Hi want to regress over some observations and model y = a +bx.
I use regstats:
stats = regstats(testy,testx,'linear');
Now, I want to test the significance of the coefficients. From reading about regstats I find the p-values by typing
stats.tstat.pval
And this, I think, is the p-value for the following hypothesis
H0: a = 0, b = 0
Now, if I haven't forgotten all about statistics, the clue is that very low p-values indicate that H0 is rejected - the coefficients are significant. For instance, for a 5% significance level, two-sided test, I want p = 0.025 or lower to reject H0.
Am I right so far?
Anyway, this is what I have assumed. I decided to run a test.
>> testx = 1:1000;
>> testy = ones(1,length(testx));
>> stats = regstats(testy,testx,'linear');
>> stats.beta
ans =
1.000000000000002
0.000000000000000
Ok, so the linear regression is about y = 1, which would be correct.
However:
>> stats.tstat.pval
ans =
0
0.378372334394027
Ok, so the a is definitely significant, but I am only somewhat sure about the b. Why is this? Shouldn't this be very very certain?
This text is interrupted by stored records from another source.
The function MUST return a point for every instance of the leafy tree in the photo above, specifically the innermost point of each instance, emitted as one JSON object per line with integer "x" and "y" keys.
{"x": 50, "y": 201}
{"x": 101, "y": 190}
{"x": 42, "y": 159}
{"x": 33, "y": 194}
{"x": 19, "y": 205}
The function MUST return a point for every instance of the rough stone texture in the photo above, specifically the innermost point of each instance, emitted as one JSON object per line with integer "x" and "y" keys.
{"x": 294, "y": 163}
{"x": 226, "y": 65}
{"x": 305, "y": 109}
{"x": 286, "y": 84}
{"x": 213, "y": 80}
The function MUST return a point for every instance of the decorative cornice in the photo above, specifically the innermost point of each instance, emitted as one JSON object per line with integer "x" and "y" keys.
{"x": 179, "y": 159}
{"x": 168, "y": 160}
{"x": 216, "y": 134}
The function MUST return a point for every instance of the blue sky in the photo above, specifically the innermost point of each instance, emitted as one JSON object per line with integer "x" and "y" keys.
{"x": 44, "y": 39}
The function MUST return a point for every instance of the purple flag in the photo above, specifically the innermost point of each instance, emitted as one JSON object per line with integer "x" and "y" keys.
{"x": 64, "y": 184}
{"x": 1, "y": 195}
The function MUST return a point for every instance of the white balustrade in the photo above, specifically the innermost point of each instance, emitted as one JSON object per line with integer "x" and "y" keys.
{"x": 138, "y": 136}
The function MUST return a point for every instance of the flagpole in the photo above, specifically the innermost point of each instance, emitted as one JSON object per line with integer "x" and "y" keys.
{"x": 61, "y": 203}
The weirdest things of all, if I repeat this test with testx = 1:100, i.e. with less data to regress over, I get a p-value of 0.853129913004647. As far as I can understand, I should now be less certain about my regression line.
Can someone clear this up for me?
Thanks in advance,
Bendik
H_0: beta_1 = 0
If you had a small p-value, then you would reject the null hypothesis and conclude that the slope is different from zero, which is not want you want to do in this case.
hope that helps,
wayne
"Bendik Mjaaland" <mjaa...@stud.removethis.ntnu.no> wrote in message <gusad9$p8i$1...@fred.mathworks.com>...
> Now, I want to test the significance of the coefficients. From reading about regstats I find the p-values by typing
> stats.tstat.pval
>
> And this, I think, is the p-value for the following hypothesis
> H0: a = 0, b = 0
>
> Now, if I haven't forgotten all about statistics, the clue is that very low p-values indicate that H0 is rejected - the coefficients are significant. For instance, for a 5% significance level, two-sided test, I want p = 0.025 or lower to reject H0.
>
> Am I right so far?
Not exactly. The t statistics are for separate hypothesis tests on the parameters individually. In particular, the second p-value is for the hypothesis H0: b == 0. It's actually for a two-sided test already -- you don't need to worry about tails.
>>> testx = 1:1000;
>>> testy = ones(1,length(testx));
>>> stats = regstats(testy,testx,'linear');
[snip]
> However:
>>> stats.tstat.pval
> ans =
> 0
> 0.378372334394027
>
> Ok, so the a is definitely significant, but I am only somewhat sure about the b. Why is this? Shouldn't this be very very certain?
What's the null hypothesis corresponding to that second p-value? H0: b==0. What is the "true" b? It's zero. So you correctly fail to reject. What you've said is correct for std errors or confidence intervals, though. And if you look at stats.tstat.se, you'll find that both are extremely small.